SBA 7(a) Asset Class

SBA 7(a) Loan Program

The SBA 7(a) loan program encourages lenders to make loans to small businesses that the lenders would not have made without some form of credit enhancement.

The SBA 7(a) program serves as the SBA’s primary business loan program to help qualified small businesses obtain financing when they would not be eligible for financing through conventional lending channels

Loan proceeds can be used for most sound business purposes including working capital, machinery and equipment, furniture and fixtures, land & building and leasehold improvements.

The SBA allows lenders to sell the guaranteed portion of SBA 7(a) Loans to investors on the secondary market

Loan maturities range from 5 to 25 years and are fully amortizing:

  • 5 – 7 years for working capital
  • 10 years for equipment
  • 25 years for commercial real estate

Loans are typically indexed to the Prime Rate and carry interest rates between 0.25% – 2.75% over the index

  • Vast majority of SBA 7(a) loans adjust monthly or quarterly
  • Other structures include hybrid adjusts and fixed rates

Loan Profiles

The loans profiled on this website are current or former holdings of the SBA Loan Fund.

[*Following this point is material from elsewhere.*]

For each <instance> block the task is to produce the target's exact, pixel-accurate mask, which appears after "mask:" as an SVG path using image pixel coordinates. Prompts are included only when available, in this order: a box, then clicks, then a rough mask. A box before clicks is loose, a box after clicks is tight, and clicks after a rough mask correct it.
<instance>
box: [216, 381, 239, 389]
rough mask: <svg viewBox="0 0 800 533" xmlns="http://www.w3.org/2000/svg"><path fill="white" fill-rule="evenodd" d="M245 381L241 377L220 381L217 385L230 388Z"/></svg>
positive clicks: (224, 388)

The loans highlighted may not be the highest performing loans in the Fund, but a sampling of small business loans with an impact story. The loans mentioned do not necessarily represent all of the loans held in the Fund and investor should not assume that the loans identified and profiled were or will be profitable. A complete list of holdings for the Fund can be provided by contacting Solomon Hess Capital Management.

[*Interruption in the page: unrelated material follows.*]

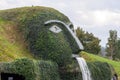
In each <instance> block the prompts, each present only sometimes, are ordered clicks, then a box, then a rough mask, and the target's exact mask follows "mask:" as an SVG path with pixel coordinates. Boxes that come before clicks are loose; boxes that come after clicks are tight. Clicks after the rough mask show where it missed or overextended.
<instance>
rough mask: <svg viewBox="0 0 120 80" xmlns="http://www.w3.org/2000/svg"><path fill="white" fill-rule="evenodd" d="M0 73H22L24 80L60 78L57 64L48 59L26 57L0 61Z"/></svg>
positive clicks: (38, 79)
mask: <svg viewBox="0 0 120 80" xmlns="http://www.w3.org/2000/svg"><path fill="white" fill-rule="evenodd" d="M0 73H14V74H18V75H22V76H24V77H25V80H60V77H59V74H58V66H57V64H55V63H53V62H50V61H33V60H30V59H27V58H22V59H17V60H15V61H13V62H8V63H0Z"/></svg>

The Solomon Hess SBA Loan Fund LLC attempts to provide its investors with CRA credit related to their participation in the Fund. Investment decisions are not always exclusively based on the economic characteristics or investment merit of a specific asset. Certain CRA eligible securities sought by the Fund in specific geographies may not provide as great an economic benefit to the Fund as the same securities located in non-CRA geographies. The Fund may engage in transactions at times for reasons related to CRA considerations that may not be desirable from an investment standpoint. If one or multiple federal banking regulators, such as the OCC, FDIC or the Federal Reserve Board, were to deem an investment in the Fund as not qualifying for CRA credit, the impact to Fund investors could be material.